Nicholas Burns hakkında izlenim
Biden’ın kampanya ekibinde yer alan eski NATO Daimî Temsilcisi ve Atina büyükelçisi Nicholas Burns’un de yönetime geri gelmesi söz konusu. Türkiye’ye iyi bilen bir başka isim. 1999’de PKK lideri Abdullah Öcalan’ın yakalanması operasyonu sırasında ABD’nin Atina Büyükelçisi olarak önemli katlıda bulunmuştu. Ancak Türkiye’ye daha eleştirel daha mesafeli yaklaşıyor. Türkiye’nin terörist ilan ettiği Fettullahçılara yakın duran kişilerle temasını kesmemiş olması Ankara’da tüylerin diken diken olması için yeterli. Örneği, Fethullahçı olmasıyla gurur duyduğunu söyleyen NBA basketbolcusu Enes Kanter ile çektirdiği bir resmi Twitter’de paylaşmış. Altına da” Türkiye’deki insan hakları konusuna bağlılığına ve otoriter bir rejim tarafından eziyete uğrayanların tümü adına konuşmaya gösterdiği cesarete hayranım” yazmış.
Philip Gordon’a olumlu bakış
Biden’ın Türkiye’yi çok yakından tanıyan bir başka ekip üyesi de Philip Gordon. Clinton ve Obama dönemlerinde Dışişleri ve Ulusal Güvenlik ekiplerinde yer almış bir Avrupa uzmanı. İlişkilerin sarpa sarmasındansa örtüşen çıkarlar üzerinden kurgulanması taraftarı olan Gordon, Biden ekibinde Ankara’nın en olumlu yaklaştığı isimler arasında yer alıyor. Halen Dış İlişkiler Konseyi adlı düşünce kuruluşunda çalışan Gordon 2013-2015 döneminde başta İran, Irak, Suriye olmak üzere Ortadoğu konularında da çok aktif çalıştı.
Kamala Harris’le yakınlaşma gereği
Amerikan tarihinde başkan yardımcılığı koltuğuna ilk kez bir kadın oturacak. Kamala Harris’e 2024’ün başkan adayı olarak bakılıyor. Ancak Biden’ın yaşı göz önüne alındığında olası bir sağlık krizinde başkanlık koltuğuna daha önce oturabileceği gibi, o koltukta oturmadan da zaman içinde Biden’ın omuzlarından daha fazla yük almaya başlayabilir. Bu nedenle ilk iki yılı uluslararası ilişkiler konusunda pişeceği bir dönem olacaktır. Çünkü Harris’in dış politika geçmişinin, Obama’nın Biden’a bırakabileceği kadar güven düzeyde olmadığına inanılıyor.

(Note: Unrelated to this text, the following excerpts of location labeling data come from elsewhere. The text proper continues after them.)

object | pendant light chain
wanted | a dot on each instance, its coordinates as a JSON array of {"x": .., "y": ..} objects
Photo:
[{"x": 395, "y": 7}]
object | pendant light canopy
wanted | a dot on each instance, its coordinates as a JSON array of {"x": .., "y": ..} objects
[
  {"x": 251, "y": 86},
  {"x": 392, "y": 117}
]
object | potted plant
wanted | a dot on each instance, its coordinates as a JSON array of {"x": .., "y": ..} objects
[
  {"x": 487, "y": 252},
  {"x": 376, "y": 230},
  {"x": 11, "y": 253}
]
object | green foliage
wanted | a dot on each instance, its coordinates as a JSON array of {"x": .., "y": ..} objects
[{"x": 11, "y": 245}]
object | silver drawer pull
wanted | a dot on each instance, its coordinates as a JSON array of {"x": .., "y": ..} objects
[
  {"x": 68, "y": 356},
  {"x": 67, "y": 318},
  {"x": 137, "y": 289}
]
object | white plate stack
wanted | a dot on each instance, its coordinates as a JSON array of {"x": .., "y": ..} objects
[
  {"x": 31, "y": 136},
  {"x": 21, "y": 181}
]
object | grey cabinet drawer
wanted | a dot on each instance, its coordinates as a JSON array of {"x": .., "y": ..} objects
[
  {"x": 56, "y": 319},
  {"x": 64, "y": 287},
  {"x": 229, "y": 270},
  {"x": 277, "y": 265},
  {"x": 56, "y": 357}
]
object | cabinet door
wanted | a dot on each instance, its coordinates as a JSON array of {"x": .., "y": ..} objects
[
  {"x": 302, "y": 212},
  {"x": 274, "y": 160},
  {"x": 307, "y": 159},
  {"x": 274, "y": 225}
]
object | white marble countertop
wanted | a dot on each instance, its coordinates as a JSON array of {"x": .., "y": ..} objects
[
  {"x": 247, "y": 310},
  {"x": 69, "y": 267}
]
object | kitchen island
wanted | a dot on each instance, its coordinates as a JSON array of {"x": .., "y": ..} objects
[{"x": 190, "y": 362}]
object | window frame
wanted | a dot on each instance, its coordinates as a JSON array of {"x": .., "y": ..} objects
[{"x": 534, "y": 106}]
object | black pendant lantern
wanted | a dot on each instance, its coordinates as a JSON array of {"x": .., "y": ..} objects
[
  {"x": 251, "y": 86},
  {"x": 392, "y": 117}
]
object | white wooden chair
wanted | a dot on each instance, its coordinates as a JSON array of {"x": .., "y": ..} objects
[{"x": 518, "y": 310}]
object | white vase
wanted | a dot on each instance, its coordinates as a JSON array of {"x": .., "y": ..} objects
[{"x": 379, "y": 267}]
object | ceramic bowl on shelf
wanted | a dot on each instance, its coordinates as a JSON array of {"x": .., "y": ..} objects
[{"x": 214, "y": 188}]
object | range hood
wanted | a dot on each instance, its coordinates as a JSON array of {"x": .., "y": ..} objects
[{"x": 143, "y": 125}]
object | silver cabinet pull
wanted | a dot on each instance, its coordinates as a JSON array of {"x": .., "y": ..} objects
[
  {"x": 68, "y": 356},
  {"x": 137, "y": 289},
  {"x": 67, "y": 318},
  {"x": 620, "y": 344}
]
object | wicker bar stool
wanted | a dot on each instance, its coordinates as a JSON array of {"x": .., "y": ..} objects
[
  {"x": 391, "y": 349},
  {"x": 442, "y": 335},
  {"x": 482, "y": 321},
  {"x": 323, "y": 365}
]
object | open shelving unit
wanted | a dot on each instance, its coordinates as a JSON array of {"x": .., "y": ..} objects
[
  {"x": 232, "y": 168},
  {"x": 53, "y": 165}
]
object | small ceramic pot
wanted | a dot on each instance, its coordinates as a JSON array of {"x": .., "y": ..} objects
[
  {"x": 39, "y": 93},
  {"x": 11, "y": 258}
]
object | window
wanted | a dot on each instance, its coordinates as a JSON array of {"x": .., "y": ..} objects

Hint bir anne ve Jamaikalı bir babadan doğma Harris pek çok ilk olma sıfatını taşıyor. Başkan yardımcılığı koltuğuna oturacak ilk kadın, ilk siyah, ilk Asya – Pasifik kökenli siyasetçi. Eşinin Yahudi olduğunu da unutmamak gerek. AİPAC, Amerikan İsrail Halkla İlişkiler Komitesi adlı kuruluşla çok yakın ilişkiler içinde olduğu belirtiliyor. AIPAC İsrail’le ilişkiler bozulana kadar Türkiye’ye ABD’deki en yakın örgütlerden biri idi. İlişkiler krize girince AIPAC da Türkiye’ye sırtını döndü.
Harris’in Ermenilerin soykırım iddialarının tanınması için kaleme alınan karar tasarılarına imzacı olduğu hiç kuşkusuz Ankara’nın notları arasında.
Türkiye bilgisi ve tavrının bir Avrupalı entelektüelin yaklaşımına benzediği tahmini yapılıyor; ki bu benzetmeden daha çok Türkiye’ye dair eleştirel bir izlenim sonucunu çıkarabiliriz. Önümüzdeki dönem Ankara’nın Harris’e gidecek kanalları açmak için çok çalışması gerekecek.
Savunma Bakanlığına kadın gelebilir
Michele Flournoy; savunma bakanı olmasına neredeyse kesin gözüyle bakılıyor. Savunma Bakanlığı kökenli. Biden seçerse bu göreve gelen ilk kadın olacak.
Obama döneminde müsteşar yardımcısı sıfatıyla Savunma Bakanlığının üç numarası olarak çalıştı. Demokratlara yakınlığı bilinmesine karşın Trump döneminin ilk savunma bakanı emekli General James Mattis, Flournoy’u bakan yardımcılığı önerdi. Ancak Trump, politikalarına dönük itirazları nedeniyle kabul etmedi.
Flournoy, Avrupa’da çok sevilen ve sayılan bir isim. Zaten Biden’ın uluslararası ilişkilerin siyasi ve askeri ayağıyla haşır neşir olacak ekibine baktığımızda “Avrupacı” olmaları dikkat çekiyor. Bunun da Türkiye için bir artı olması beklenebilir.